そうだ。まずは僕らの意見を胸を張って話せるようになる。芯を通す。そうじゃなきゃ、殺せんせーを助けられないだろう。
言うが易し、今の僕らの作戦は口で言うのは簡単だけど、実行するハードル自体は決して低くはないんだから。どれだけ指摘されても可能性を上げ続ける。それくらい考え続けるんだ。
『宇宙から帰ってくる方法は私がどうにかできるかも知れません。往還船に私のデータを入れることができれば、機体の制御は私が掌握できると思うので……あとは殺せんせーから協力を得られれば……』
「発射施設の図面とか漁れないかな?そこから監視カメラの位置とか割り出せるような気がする」
「律のデータを施設の端末に入れられれば……監視カメラの掌握ができて、侵入を悟られないようにしつつ、逆に監視カメラを使ってナビができるんじゃない?」
「問題は入れる方法だよな……誰か潜入するとか?」
話が進んでいく。僕1人で考えていた時より遥かにとんとん拍子で。仲間の力を借りるとこんなことができるんだね。
乃咲は……1人で考えてしまったから雁字搦めになったんだと思う。きっと誰と考えてもダメなことはある。彼にとって、今回のはそれだった。でも、視点が変わればそうではなくなる。

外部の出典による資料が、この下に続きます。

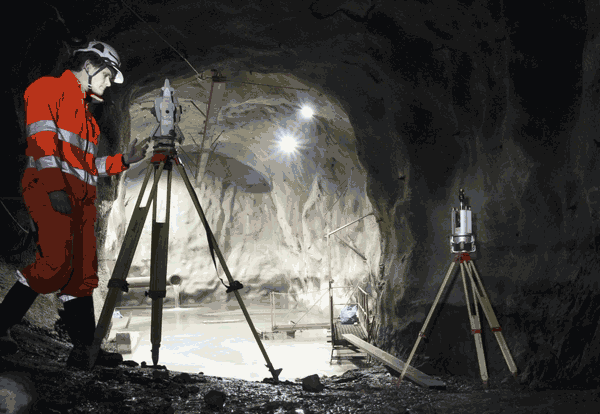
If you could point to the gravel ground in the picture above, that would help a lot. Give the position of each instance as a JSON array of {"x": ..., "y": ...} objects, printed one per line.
[{"x": 135, "y": 389}]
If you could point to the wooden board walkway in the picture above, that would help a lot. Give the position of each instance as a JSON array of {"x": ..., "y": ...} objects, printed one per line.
[
  {"x": 299, "y": 327},
  {"x": 394, "y": 363}
]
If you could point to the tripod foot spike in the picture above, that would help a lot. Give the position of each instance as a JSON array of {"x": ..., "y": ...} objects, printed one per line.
[
  {"x": 155, "y": 355},
  {"x": 275, "y": 373}
]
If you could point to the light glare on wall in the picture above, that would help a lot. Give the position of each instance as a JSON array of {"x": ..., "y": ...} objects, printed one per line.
[{"x": 288, "y": 144}]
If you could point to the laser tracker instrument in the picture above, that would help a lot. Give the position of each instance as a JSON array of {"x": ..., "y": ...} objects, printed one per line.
[
  {"x": 167, "y": 112},
  {"x": 462, "y": 242}
]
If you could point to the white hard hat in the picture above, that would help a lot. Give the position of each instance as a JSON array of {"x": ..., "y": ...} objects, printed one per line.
[{"x": 108, "y": 54}]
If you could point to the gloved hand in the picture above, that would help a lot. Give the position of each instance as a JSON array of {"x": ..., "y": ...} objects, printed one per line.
[
  {"x": 136, "y": 152},
  {"x": 60, "y": 201}
]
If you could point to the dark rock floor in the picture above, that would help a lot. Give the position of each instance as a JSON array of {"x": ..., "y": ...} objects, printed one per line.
[{"x": 136, "y": 390}]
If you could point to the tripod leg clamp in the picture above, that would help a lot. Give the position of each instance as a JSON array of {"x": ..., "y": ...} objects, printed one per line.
[
  {"x": 156, "y": 294},
  {"x": 234, "y": 286},
  {"x": 118, "y": 283}
]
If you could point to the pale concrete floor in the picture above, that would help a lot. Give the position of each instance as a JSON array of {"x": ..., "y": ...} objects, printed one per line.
[{"x": 221, "y": 344}]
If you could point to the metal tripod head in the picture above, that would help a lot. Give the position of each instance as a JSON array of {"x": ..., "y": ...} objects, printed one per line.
[
  {"x": 167, "y": 112},
  {"x": 462, "y": 239}
]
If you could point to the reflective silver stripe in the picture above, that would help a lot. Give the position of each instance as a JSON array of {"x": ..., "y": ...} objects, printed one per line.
[
  {"x": 101, "y": 166},
  {"x": 63, "y": 135},
  {"x": 51, "y": 161},
  {"x": 66, "y": 298}
]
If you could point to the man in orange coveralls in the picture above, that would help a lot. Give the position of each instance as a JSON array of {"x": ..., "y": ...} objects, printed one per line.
[{"x": 59, "y": 189}]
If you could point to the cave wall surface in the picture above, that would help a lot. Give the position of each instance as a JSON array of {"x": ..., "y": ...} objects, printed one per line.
[{"x": 490, "y": 96}]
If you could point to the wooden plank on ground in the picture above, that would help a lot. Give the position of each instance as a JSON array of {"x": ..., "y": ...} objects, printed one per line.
[
  {"x": 394, "y": 363},
  {"x": 299, "y": 327}
]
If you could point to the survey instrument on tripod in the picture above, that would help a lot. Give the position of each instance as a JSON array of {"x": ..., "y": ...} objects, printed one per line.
[
  {"x": 167, "y": 112},
  {"x": 462, "y": 242}
]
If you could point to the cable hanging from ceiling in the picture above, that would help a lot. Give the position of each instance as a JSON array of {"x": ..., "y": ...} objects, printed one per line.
[{"x": 200, "y": 76}]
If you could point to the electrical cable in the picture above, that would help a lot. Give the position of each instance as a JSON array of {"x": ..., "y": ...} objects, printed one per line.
[{"x": 168, "y": 44}]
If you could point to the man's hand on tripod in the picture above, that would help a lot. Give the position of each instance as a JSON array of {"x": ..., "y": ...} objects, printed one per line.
[
  {"x": 137, "y": 151},
  {"x": 60, "y": 201}
]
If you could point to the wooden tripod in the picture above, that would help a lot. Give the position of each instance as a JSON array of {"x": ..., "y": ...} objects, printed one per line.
[{"x": 479, "y": 297}]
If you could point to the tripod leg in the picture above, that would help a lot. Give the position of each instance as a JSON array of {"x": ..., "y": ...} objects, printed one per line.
[
  {"x": 475, "y": 326},
  {"x": 132, "y": 237},
  {"x": 275, "y": 373},
  {"x": 422, "y": 332},
  {"x": 158, "y": 270},
  {"x": 491, "y": 318}
]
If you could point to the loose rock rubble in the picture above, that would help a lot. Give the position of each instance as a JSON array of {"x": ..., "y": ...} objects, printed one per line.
[{"x": 134, "y": 389}]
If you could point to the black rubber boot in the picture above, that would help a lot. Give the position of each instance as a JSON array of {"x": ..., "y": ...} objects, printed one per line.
[
  {"x": 80, "y": 324},
  {"x": 13, "y": 308}
]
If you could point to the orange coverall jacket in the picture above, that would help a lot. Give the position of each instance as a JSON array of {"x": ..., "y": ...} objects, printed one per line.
[{"x": 62, "y": 144}]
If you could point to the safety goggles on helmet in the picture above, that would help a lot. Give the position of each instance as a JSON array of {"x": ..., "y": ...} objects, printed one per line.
[{"x": 109, "y": 57}]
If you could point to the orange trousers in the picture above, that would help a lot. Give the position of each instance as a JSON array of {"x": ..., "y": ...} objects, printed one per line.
[{"x": 66, "y": 260}]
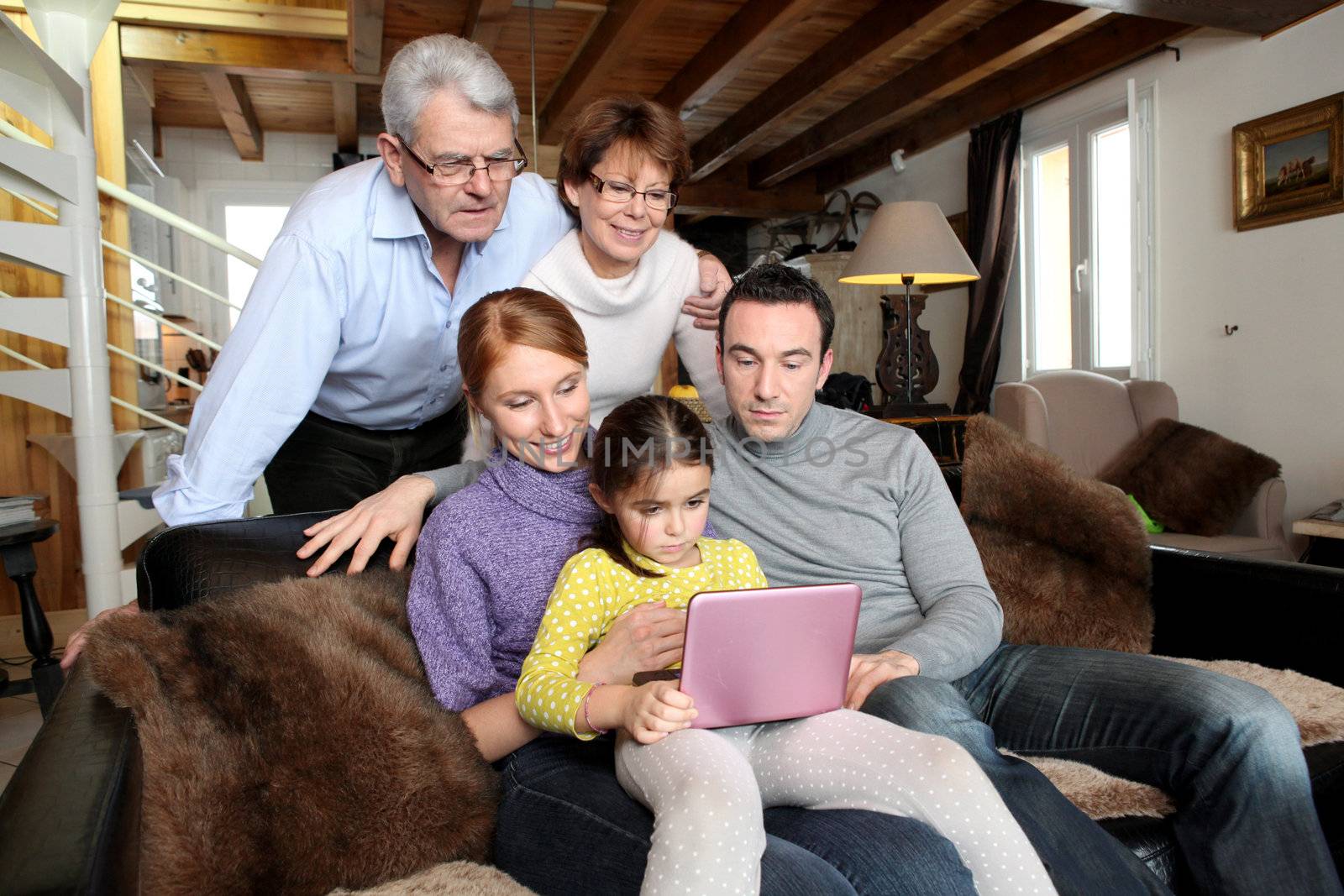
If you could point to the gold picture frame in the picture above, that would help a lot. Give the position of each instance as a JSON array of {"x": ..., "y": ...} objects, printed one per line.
[{"x": 1289, "y": 165}]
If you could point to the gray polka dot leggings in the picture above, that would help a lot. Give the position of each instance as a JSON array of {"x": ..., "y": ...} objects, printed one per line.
[{"x": 707, "y": 790}]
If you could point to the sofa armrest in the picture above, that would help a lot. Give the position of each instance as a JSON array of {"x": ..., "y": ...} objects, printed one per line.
[
  {"x": 1263, "y": 517},
  {"x": 1214, "y": 606},
  {"x": 71, "y": 817}
]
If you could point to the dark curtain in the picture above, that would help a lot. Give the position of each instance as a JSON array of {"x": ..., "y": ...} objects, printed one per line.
[{"x": 992, "y": 242}]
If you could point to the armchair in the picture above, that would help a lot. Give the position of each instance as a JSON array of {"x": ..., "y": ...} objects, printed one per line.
[{"x": 1088, "y": 419}]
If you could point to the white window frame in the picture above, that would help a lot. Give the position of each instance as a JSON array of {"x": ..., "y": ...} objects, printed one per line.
[{"x": 1139, "y": 110}]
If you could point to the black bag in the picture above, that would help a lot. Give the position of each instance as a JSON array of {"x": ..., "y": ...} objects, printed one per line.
[{"x": 850, "y": 391}]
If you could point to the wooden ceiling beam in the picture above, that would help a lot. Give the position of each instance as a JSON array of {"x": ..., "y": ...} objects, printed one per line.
[
  {"x": 624, "y": 24},
  {"x": 239, "y": 54},
  {"x": 869, "y": 39},
  {"x": 226, "y": 15},
  {"x": 365, "y": 36},
  {"x": 748, "y": 34},
  {"x": 1119, "y": 42},
  {"x": 235, "y": 109},
  {"x": 346, "y": 116},
  {"x": 1250, "y": 16},
  {"x": 726, "y": 192},
  {"x": 486, "y": 22},
  {"x": 999, "y": 43}
]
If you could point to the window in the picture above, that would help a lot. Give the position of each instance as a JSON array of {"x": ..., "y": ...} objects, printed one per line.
[
  {"x": 252, "y": 228},
  {"x": 1085, "y": 250}
]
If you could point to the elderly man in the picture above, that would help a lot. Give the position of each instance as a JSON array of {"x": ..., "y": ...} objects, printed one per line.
[{"x": 342, "y": 372}]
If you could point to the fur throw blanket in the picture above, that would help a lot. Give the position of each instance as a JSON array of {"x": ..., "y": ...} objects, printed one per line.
[{"x": 291, "y": 743}]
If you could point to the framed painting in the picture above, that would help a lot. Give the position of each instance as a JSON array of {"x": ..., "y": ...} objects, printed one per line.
[{"x": 1289, "y": 165}]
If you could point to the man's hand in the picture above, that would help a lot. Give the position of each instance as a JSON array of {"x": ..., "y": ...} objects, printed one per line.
[
  {"x": 867, "y": 671},
  {"x": 656, "y": 710},
  {"x": 76, "y": 645},
  {"x": 645, "y": 638},
  {"x": 396, "y": 512},
  {"x": 714, "y": 286}
]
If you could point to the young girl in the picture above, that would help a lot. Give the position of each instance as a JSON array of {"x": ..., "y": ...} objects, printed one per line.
[{"x": 649, "y": 474}]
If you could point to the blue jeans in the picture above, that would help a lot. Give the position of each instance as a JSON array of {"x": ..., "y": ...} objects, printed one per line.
[
  {"x": 1225, "y": 750},
  {"x": 566, "y": 826}
]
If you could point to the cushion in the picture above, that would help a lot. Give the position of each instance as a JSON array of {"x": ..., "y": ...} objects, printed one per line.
[
  {"x": 291, "y": 743},
  {"x": 1066, "y": 555},
  {"x": 1189, "y": 479}
]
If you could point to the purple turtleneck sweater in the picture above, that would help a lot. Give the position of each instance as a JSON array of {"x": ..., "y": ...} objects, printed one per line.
[{"x": 486, "y": 566}]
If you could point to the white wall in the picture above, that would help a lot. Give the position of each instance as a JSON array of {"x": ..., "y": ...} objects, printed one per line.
[{"x": 1276, "y": 385}]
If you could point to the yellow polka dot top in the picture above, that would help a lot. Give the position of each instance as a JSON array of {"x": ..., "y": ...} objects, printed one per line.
[{"x": 591, "y": 594}]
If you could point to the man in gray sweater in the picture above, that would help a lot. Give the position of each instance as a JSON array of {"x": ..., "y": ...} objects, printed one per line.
[{"x": 824, "y": 495}]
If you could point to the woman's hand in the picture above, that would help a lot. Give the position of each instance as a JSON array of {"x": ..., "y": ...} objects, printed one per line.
[
  {"x": 396, "y": 512},
  {"x": 716, "y": 282},
  {"x": 656, "y": 710},
  {"x": 76, "y": 645},
  {"x": 647, "y": 638}
]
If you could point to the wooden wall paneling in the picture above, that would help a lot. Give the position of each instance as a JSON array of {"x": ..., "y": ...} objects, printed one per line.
[
  {"x": 1010, "y": 38},
  {"x": 871, "y": 36},
  {"x": 346, "y": 112},
  {"x": 365, "y": 35},
  {"x": 237, "y": 112},
  {"x": 1119, "y": 40}
]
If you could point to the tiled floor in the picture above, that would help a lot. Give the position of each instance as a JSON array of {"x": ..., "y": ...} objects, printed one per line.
[{"x": 19, "y": 721}]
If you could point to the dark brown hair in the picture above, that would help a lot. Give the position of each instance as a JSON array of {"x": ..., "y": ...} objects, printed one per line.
[
  {"x": 638, "y": 123},
  {"x": 508, "y": 317},
  {"x": 638, "y": 443}
]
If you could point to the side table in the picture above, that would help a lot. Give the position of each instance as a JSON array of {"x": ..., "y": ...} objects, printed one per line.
[
  {"x": 1327, "y": 537},
  {"x": 20, "y": 564}
]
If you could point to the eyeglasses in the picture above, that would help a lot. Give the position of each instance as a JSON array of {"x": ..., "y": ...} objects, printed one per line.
[
  {"x": 618, "y": 192},
  {"x": 452, "y": 174}
]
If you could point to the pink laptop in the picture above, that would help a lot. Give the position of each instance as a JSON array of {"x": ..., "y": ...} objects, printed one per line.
[{"x": 769, "y": 653}]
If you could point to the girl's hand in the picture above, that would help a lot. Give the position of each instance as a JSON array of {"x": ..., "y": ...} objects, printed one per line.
[
  {"x": 647, "y": 638},
  {"x": 396, "y": 512},
  {"x": 656, "y": 710}
]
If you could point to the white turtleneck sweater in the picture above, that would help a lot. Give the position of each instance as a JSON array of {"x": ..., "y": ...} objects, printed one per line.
[{"x": 629, "y": 320}]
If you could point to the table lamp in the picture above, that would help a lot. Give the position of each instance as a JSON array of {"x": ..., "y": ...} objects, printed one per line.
[{"x": 907, "y": 244}]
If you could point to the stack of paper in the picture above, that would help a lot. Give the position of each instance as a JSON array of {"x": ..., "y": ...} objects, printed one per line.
[{"x": 18, "y": 508}]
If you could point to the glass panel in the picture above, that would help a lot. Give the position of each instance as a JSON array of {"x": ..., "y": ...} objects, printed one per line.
[
  {"x": 1113, "y": 288},
  {"x": 1053, "y": 312},
  {"x": 252, "y": 228}
]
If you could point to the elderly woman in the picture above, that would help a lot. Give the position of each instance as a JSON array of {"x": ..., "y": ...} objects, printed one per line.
[{"x": 622, "y": 275}]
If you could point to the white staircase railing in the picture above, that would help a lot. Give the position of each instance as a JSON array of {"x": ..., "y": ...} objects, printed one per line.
[{"x": 50, "y": 86}]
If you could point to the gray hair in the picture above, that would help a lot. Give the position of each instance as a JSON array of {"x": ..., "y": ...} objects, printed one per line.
[{"x": 443, "y": 62}]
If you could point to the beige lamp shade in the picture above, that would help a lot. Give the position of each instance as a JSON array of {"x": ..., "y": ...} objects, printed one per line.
[{"x": 909, "y": 239}]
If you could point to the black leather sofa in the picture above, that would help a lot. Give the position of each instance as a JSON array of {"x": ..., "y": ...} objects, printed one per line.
[{"x": 71, "y": 817}]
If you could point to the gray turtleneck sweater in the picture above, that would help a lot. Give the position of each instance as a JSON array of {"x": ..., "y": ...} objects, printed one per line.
[{"x": 850, "y": 499}]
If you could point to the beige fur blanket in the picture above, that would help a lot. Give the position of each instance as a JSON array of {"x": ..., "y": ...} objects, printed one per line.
[{"x": 1317, "y": 705}]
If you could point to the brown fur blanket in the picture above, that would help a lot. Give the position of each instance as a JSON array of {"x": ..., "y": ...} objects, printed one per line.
[{"x": 291, "y": 743}]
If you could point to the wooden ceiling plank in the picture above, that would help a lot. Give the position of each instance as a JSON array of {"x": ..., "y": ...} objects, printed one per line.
[
  {"x": 1116, "y": 43},
  {"x": 1019, "y": 33},
  {"x": 486, "y": 22},
  {"x": 239, "y": 54},
  {"x": 233, "y": 15},
  {"x": 235, "y": 109},
  {"x": 346, "y": 116},
  {"x": 365, "y": 36},
  {"x": 1250, "y": 16},
  {"x": 726, "y": 192},
  {"x": 871, "y": 38},
  {"x": 625, "y": 23},
  {"x": 750, "y": 31}
]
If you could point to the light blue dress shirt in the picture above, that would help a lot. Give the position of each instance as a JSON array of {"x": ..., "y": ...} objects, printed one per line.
[{"x": 349, "y": 318}]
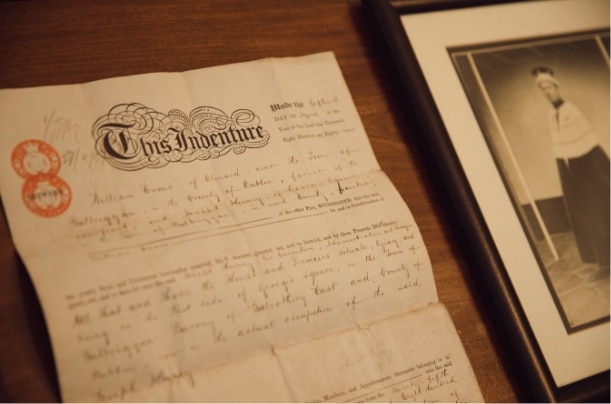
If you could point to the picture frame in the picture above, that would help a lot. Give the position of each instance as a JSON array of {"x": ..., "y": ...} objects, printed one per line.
[{"x": 462, "y": 113}]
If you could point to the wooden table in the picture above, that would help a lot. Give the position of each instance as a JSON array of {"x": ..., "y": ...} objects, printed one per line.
[{"x": 45, "y": 43}]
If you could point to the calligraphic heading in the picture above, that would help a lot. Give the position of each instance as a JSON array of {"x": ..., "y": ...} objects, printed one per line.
[{"x": 132, "y": 136}]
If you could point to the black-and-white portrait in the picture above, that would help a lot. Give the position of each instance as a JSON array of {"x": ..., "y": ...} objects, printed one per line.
[{"x": 543, "y": 107}]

僕らにとっては、難しいけど、無理って内容じゃないと思う。それが、僕らにとっての学びだったかも知れない。
今度こそ話し合うんだ。ただ気持ちを主張するじゃなく、ただ、指摘されるでもなく、どうすれば実現できるのか、僕らの考えた作戦は実行する価値があるかどうか。議論がしたい。
それが彼や殺せんせー、雪村先生も言っていたという、相手の気持ちや考え方やその背景を"見る"ことに繋がると思うから。